Although she enjoys learning, Eliza demonstrates no magical powers, except when Kyreth puts her in the life-threatening position of guarding the Crossing between the two worlds.  Eliza learns that her father has been taken by the Cra, the bird-like creatures of the Xia Sorceress, to the Arctic and will only be released if Eliza brings the Sorceress the Mancers' Book of Barriers.  With Charlie, who Eliza sees as a thirteen-year-old boy, though he is a shape-shifting Shade, and Nell, her human friend from Holburg, Eliza sets out to save her father by heading to Tian Xia to seek out the Triumvira, the 3 beings who banished the Sorceress to the Arctic.

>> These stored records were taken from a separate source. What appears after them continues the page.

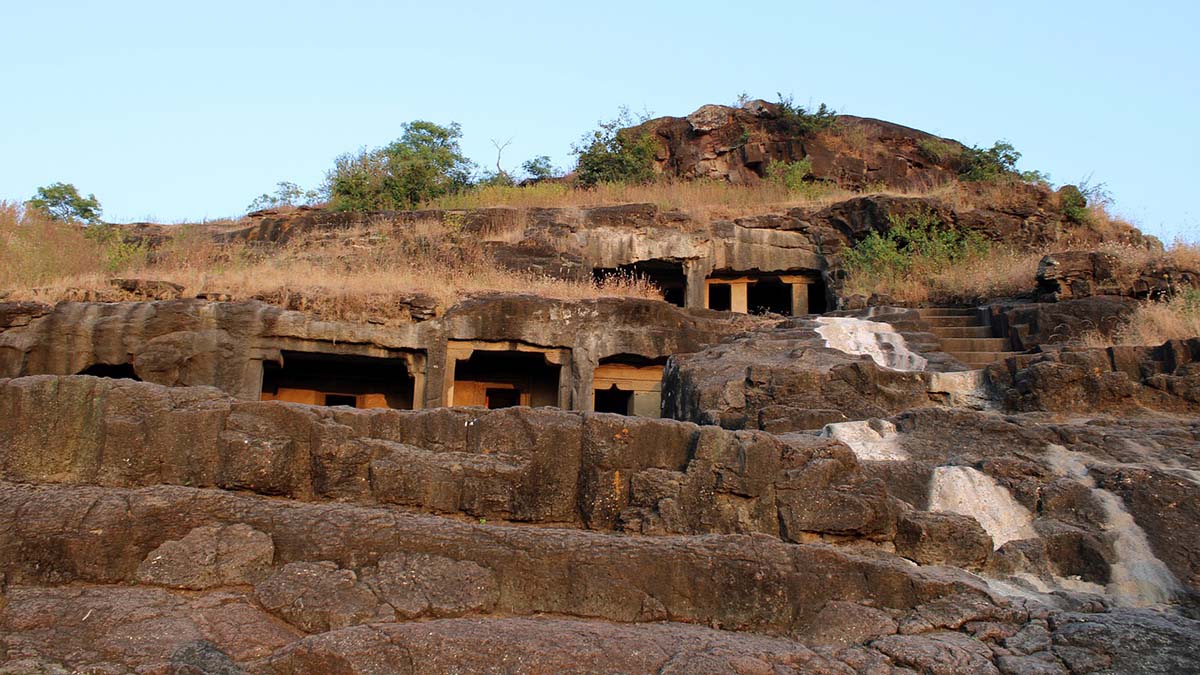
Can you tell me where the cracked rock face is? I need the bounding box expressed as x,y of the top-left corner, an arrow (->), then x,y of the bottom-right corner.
0,282 -> 1200,675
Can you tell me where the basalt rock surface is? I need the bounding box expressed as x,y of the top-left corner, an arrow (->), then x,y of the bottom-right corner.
0,367 -> 1200,674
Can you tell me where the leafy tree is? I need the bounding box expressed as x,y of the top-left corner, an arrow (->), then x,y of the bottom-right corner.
767,157 -> 812,192
841,211 -> 990,283
521,155 -> 559,180
572,108 -> 658,186
25,183 -> 101,223
775,94 -> 838,136
246,180 -> 320,211
959,141 -> 1049,183
326,120 -> 474,211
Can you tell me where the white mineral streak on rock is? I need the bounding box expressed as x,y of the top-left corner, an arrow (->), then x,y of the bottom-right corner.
817,316 -> 928,370
821,418 -> 908,461
929,466 -> 1038,549
1045,444 -> 1181,607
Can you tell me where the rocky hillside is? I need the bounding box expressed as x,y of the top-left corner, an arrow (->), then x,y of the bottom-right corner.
0,102 -> 1200,675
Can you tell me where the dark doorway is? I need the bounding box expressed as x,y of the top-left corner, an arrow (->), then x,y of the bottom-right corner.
746,276 -> 792,316
76,363 -> 142,382
708,283 -> 733,312
595,384 -> 634,414
325,394 -> 359,408
809,277 -> 829,313
592,261 -> 688,307
486,387 -> 521,410
452,350 -> 559,408
263,352 -> 413,410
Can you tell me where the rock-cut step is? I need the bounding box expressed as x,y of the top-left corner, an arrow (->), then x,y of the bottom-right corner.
917,307 -> 1019,369
942,336 -> 1009,354
950,352 -> 1021,369
922,316 -> 986,333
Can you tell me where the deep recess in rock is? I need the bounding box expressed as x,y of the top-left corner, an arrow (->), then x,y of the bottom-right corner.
0,101 -> 1200,675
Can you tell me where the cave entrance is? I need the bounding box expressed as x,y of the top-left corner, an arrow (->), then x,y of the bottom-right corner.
450,348 -> 560,408
592,354 -> 666,417
808,276 -> 829,313
592,259 -> 688,307
704,270 -> 828,316
746,276 -> 792,316
76,363 -> 142,382
708,283 -> 733,312
262,351 -> 415,410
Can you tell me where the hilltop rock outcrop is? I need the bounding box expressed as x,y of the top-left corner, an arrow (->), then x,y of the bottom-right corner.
630,101 -> 964,189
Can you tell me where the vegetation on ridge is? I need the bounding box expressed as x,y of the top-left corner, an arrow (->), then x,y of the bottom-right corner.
0,202 -> 661,322
25,183 -> 101,223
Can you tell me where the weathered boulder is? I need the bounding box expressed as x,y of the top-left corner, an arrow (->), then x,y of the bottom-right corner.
0,484 -> 986,633
664,318 -> 931,432
988,338 -> 1200,412
1038,251 -> 1200,301
254,561 -> 395,633
362,554 -> 499,620
626,101 -> 962,189
137,525 -> 275,590
895,510 -> 991,569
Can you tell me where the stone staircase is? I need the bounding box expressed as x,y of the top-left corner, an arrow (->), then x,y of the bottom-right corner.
918,307 -> 1021,369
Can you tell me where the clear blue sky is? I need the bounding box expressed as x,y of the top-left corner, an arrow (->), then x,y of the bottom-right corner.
0,0 -> 1200,239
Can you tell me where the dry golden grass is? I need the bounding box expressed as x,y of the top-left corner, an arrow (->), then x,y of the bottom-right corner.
4,212 -> 661,323
1112,289 -> 1200,346
1072,289 -> 1200,347
422,180 -> 857,217
845,245 -> 1045,305
0,201 -> 109,285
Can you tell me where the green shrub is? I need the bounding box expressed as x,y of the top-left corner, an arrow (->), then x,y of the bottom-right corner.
326,120 -> 474,211
775,94 -> 838,136
25,183 -> 101,223
959,141 -> 1050,184
246,180 -> 320,211
521,155 -> 559,180
1058,185 -> 1091,223
574,108 -> 658,186
841,211 -> 990,287
917,137 -> 962,165
84,225 -> 150,274
767,157 -> 812,192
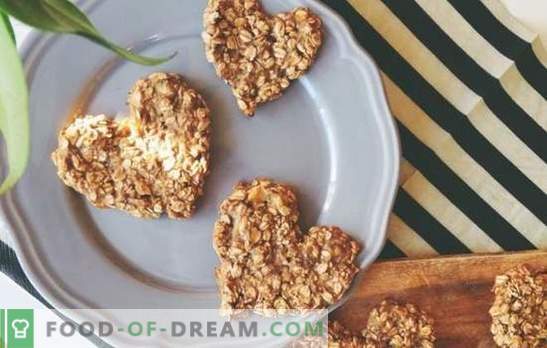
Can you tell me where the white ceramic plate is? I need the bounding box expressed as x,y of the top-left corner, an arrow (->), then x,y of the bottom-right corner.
1,0 -> 399,346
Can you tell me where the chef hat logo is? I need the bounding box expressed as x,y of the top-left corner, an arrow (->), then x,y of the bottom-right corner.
11,319 -> 30,338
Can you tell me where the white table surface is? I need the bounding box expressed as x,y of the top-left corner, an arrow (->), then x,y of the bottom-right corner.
0,0 -> 547,348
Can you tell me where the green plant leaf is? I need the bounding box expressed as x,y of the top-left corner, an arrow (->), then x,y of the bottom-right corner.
0,12 -> 30,194
0,11 -> 17,45
0,0 -> 173,65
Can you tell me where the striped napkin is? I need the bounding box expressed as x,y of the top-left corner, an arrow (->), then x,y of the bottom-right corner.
0,0 -> 547,300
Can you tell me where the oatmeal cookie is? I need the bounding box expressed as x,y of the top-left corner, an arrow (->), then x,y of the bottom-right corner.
489,266 -> 547,348
52,73 -> 210,219
213,180 -> 360,314
202,0 -> 323,116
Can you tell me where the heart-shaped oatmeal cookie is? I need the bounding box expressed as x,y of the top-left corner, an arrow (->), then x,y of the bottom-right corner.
52,73 -> 210,218
203,0 -> 323,116
213,180 -> 360,314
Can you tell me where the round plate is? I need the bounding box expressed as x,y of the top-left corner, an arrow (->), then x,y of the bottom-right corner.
2,0 -> 399,342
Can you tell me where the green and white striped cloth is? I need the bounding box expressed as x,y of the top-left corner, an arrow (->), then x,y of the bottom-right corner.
0,0 -> 547,296
324,0 -> 547,257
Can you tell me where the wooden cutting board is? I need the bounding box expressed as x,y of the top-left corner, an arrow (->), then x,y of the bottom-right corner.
330,251 -> 547,348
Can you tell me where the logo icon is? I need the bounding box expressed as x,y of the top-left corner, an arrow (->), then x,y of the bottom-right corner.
0,309 -> 34,348
11,319 -> 30,339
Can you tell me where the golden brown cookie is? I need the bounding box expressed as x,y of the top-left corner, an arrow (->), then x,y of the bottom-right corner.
203,0 -> 323,116
52,73 -> 210,218
213,180 -> 360,314
490,266 -> 547,348
362,301 -> 435,348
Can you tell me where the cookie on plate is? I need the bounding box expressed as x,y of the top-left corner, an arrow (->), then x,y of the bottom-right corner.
52,73 -> 210,219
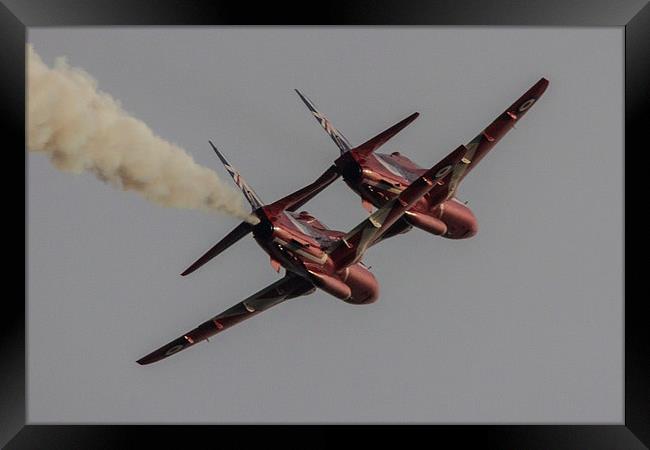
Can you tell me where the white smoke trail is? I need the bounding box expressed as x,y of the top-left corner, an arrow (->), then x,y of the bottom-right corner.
27,45 -> 258,223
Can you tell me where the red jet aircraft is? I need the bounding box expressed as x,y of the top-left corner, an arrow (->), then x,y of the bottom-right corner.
137,138 -> 468,364
296,78 -> 548,239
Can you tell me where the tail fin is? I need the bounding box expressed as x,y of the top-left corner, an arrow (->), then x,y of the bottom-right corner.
353,112 -> 420,156
457,78 -> 548,181
295,89 -> 351,154
208,141 -> 264,211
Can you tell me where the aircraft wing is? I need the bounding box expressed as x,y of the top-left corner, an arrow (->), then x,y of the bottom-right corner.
295,89 -> 351,154
137,273 -> 314,365
453,78 -> 548,185
329,145 -> 469,265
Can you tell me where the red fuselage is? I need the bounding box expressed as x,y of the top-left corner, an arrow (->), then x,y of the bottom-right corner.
253,206 -> 379,304
335,151 -> 478,239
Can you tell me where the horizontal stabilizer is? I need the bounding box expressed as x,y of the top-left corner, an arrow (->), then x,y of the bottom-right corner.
353,112 -> 420,156
181,222 -> 253,276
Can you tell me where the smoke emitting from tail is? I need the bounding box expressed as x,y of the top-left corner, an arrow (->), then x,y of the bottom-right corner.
27,45 -> 258,223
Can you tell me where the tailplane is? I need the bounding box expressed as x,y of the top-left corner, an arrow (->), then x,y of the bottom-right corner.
208,141 -> 264,211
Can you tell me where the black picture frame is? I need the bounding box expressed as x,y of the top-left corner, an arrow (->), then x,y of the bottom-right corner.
5,0 -> 650,449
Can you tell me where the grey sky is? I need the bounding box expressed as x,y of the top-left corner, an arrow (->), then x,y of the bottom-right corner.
28,27 -> 623,423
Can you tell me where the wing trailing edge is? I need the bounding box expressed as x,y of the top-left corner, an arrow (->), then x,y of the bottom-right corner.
181,222 -> 253,276
208,141 -> 264,211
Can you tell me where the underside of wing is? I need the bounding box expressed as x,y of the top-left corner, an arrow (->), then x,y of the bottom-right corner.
137,273 -> 315,365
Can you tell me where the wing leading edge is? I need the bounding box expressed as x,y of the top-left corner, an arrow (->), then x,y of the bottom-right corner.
137,273 -> 315,365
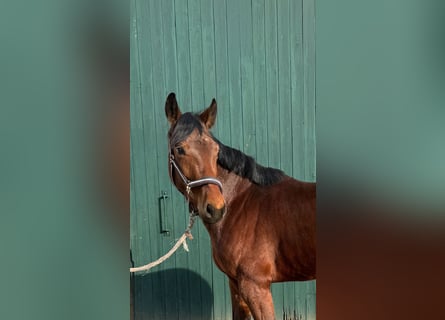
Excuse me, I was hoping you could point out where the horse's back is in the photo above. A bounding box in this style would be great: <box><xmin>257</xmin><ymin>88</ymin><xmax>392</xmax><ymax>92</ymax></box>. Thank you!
<box><xmin>253</xmin><ymin>178</ymin><xmax>316</xmax><ymax>281</ymax></box>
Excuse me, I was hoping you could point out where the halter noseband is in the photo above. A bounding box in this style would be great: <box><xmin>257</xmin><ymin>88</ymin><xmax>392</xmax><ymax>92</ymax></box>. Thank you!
<box><xmin>169</xmin><ymin>151</ymin><xmax>222</xmax><ymax>195</ymax></box>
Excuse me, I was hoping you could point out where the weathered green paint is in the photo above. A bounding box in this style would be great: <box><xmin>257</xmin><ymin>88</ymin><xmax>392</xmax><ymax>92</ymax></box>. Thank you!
<box><xmin>130</xmin><ymin>0</ymin><xmax>315</xmax><ymax>319</ymax></box>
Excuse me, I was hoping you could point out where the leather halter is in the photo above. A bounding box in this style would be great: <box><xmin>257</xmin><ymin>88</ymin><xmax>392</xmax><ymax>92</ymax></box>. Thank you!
<box><xmin>169</xmin><ymin>151</ymin><xmax>222</xmax><ymax>196</ymax></box>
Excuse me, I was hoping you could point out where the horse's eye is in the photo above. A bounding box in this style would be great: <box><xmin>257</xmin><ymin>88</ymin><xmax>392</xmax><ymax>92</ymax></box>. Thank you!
<box><xmin>176</xmin><ymin>147</ymin><xmax>185</xmax><ymax>155</ymax></box>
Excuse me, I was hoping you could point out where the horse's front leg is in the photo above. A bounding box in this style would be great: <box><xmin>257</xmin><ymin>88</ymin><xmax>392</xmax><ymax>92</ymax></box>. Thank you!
<box><xmin>238</xmin><ymin>278</ymin><xmax>275</xmax><ymax>320</ymax></box>
<box><xmin>229</xmin><ymin>278</ymin><xmax>251</xmax><ymax>320</ymax></box>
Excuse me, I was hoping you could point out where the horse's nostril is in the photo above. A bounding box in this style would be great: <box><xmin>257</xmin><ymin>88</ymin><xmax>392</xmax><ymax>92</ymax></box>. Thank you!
<box><xmin>207</xmin><ymin>204</ymin><xmax>215</xmax><ymax>216</ymax></box>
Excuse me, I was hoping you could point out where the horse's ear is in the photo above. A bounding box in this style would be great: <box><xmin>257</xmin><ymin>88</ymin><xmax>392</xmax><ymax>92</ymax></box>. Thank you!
<box><xmin>165</xmin><ymin>92</ymin><xmax>181</xmax><ymax>125</ymax></box>
<box><xmin>199</xmin><ymin>99</ymin><xmax>217</xmax><ymax>129</ymax></box>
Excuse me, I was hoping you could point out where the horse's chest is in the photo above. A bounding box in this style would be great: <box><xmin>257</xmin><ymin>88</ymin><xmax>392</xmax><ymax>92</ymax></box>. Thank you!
<box><xmin>208</xmin><ymin>232</ymin><xmax>242</xmax><ymax>277</ymax></box>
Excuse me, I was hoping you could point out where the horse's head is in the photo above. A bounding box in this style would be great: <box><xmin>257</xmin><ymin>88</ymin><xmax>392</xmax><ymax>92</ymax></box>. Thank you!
<box><xmin>165</xmin><ymin>93</ymin><xmax>226</xmax><ymax>223</ymax></box>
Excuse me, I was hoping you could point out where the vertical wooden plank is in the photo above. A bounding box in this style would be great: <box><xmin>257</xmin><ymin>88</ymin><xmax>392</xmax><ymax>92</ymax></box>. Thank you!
<box><xmin>130</xmin><ymin>1</ymin><xmax>159</xmax><ymax>318</ymax></box>
<box><xmin>303</xmin><ymin>0</ymin><xmax>316</xmax><ymax>181</ymax></box>
<box><xmin>252</xmin><ymin>0</ymin><xmax>269</xmax><ymax>165</ymax></box>
<box><xmin>213</xmin><ymin>0</ymin><xmax>231</xmax><ymax>144</ymax></box>
<box><xmin>201</xmin><ymin>0</ymin><xmax>218</xmax><ymax>103</ymax></box>
<box><xmin>265</xmin><ymin>0</ymin><xmax>280</xmax><ymax>168</ymax></box>
<box><xmin>188</xmin><ymin>0</ymin><xmax>204</xmax><ymax>111</ymax></box>
<box><xmin>189</xmin><ymin>0</ymin><xmax>213</xmax><ymax>316</ymax></box>
<box><xmin>265</xmin><ymin>1</ymin><xmax>282</xmax><ymax>312</ymax></box>
<box><xmin>170</xmin><ymin>0</ymin><xmax>196</xmax><ymax>319</ymax></box>
<box><xmin>289</xmin><ymin>0</ymin><xmax>306</xmax><ymax>179</ymax></box>
<box><xmin>240</xmin><ymin>1</ymin><xmax>256</xmax><ymax>157</ymax></box>
<box><xmin>227</xmin><ymin>0</ymin><xmax>243</xmax><ymax>150</ymax></box>
<box><xmin>175</xmin><ymin>0</ymin><xmax>192</xmax><ymax>108</ymax></box>
<box><xmin>276</xmin><ymin>0</ymin><xmax>297</xmax><ymax>317</ymax></box>
<box><xmin>213</xmin><ymin>0</ymin><xmax>232</xmax><ymax>320</ymax></box>
<box><xmin>277</xmin><ymin>0</ymin><xmax>292</xmax><ymax>175</ymax></box>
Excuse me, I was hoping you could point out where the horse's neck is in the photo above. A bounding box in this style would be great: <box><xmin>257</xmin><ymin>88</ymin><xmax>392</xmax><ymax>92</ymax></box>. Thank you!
<box><xmin>218</xmin><ymin>166</ymin><xmax>252</xmax><ymax>205</ymax></box>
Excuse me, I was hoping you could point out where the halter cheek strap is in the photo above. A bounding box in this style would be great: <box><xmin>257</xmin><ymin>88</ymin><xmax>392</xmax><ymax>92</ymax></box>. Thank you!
<box><xmin>169</xmin><ymin>152</ymin><xmax>222</xmax><ymax>195</ymax></box>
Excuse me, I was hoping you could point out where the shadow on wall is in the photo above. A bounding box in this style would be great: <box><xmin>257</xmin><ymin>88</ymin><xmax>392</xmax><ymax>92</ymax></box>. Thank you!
<box><xmin>131</xmin><ymin>269</ymin><xmax>213</xmax><ymax>320</ymax></box>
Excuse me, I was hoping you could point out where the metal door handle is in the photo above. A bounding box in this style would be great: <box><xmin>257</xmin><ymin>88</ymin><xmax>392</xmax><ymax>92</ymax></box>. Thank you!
<box><xmin>159</xmin><ymin>191</ymin><xmax>170</xmax><ymax>236</ymax></box>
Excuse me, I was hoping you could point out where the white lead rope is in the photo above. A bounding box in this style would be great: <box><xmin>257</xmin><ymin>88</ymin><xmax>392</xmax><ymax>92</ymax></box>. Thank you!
<box><xmin>130</xmin><ymin>212</ymin><xmax>196</xmax><ymax>272</ymax></box>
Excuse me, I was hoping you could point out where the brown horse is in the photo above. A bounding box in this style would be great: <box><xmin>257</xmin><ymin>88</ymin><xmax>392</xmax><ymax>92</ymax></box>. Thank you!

Much illusion is used in Shade and Sorceress to hide that which is real and construct that which is imagined but the relationships upon which all plot lines rely are quite genuine.  There are parents protecting their children, lovers who betray, friends who offer unconditional support, prejudice based on power, new allies from nebulous connections, and deception by so many.  The wealth of characters and the nature of their gifts, against a backdrop of caves, carved, black cliffs, ravening forests, hanging gardens, a dead marsh, arctic tundra, temples, a crystal city and all landscapes and structures in between, make an auspicious introduction to the Last Days of Tian Di series.  Fortunately, Catherine Egan, Canadian-born author currently living in New Jersey, neither leaves the reader frustrated with an incomplete ending or a neatly resolved storyline.  With Shade and Sorceress, young readers, not just young adults, are promised a refreshingly new fantasy series that is otherworldy but devoid of vampires.